Human endothelial cells in culture continue to produce an secrete tissue plasminogen activator (tPA) and plasminogen activator (PAI-1 and respond to specific agonists by altering the production of these fibrinolytic proteins. Activation of protein kinase C by phorbol esters is associated with the stimulation tPA antigen secretion and an increase in the level of tPA mRNA. Elevation of cAMP potentiates this response 5 to 10 fold while having no effect on tPA secretion by itself. cAMP has second important effect on endothelial cell fibrinolysis elevated levels suppress the basal rate of PAI-1 secretion and attenuate phorbol ester-induced secretion of PAI-1. Thus cAMP appears to play a pivotol role in establishing a profibrinolytic state in the endothelial cell environment. Evidence also suggests that these two pathways may be involved with stimulation of tPA secretion by more physiological agonists such as histamine and thrombin.

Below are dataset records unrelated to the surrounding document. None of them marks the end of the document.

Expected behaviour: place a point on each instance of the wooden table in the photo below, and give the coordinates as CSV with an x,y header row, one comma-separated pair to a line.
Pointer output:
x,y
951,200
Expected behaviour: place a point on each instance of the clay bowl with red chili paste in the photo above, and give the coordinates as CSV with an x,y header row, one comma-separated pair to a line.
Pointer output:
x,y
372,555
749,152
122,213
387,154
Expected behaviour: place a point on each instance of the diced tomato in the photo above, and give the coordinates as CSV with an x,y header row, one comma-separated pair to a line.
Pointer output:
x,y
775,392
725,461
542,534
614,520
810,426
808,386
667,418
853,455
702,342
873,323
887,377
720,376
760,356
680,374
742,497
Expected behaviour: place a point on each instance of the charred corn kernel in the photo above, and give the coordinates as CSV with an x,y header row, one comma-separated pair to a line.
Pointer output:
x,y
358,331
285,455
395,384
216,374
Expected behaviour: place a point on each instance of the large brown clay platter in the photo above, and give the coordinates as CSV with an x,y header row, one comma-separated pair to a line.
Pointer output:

Employing human endothelial cells in culture it is the objective of this study to identify and characterize those intracellular pathways that are responsible for responsible-signal coupling in the regulation tPA production and secretion. Emphasis will be placed on the role of the protein kinase C and cAMP pathways and whether they, as suggested by the data, mediate agonist dependent stimulation of tPA secretion. The mechanisms by which tPA mRNA levels are modified, the protein intermediates that are involved following agonist treatment, and the interrelationship between the protein kinase C and cAMP pathways that may explain potentiation or depression of phorbol ester-mediated effects will be examined. The possibility that physiologic agonist control tPA secretion through both protein kinase C cAMP pathways will agonists control tPA secretion through both protein kinase C and cAMP pathways will also be considered. Such studies will also be applied to the depression of PAI-1 secretion by cAMP and the attenuation of phorbol ester induced PAI-1 secretion. These studies will address important and how specific issues dealing with tPA regulation in endothelial cells and how changes in the components of the extracellular environment impact on the level of fibrinolysis in the vascular system.

National Institute of Health (NIH)
National Heart, Lung, and Blood Institute (NHLBI)
Research Project (R01)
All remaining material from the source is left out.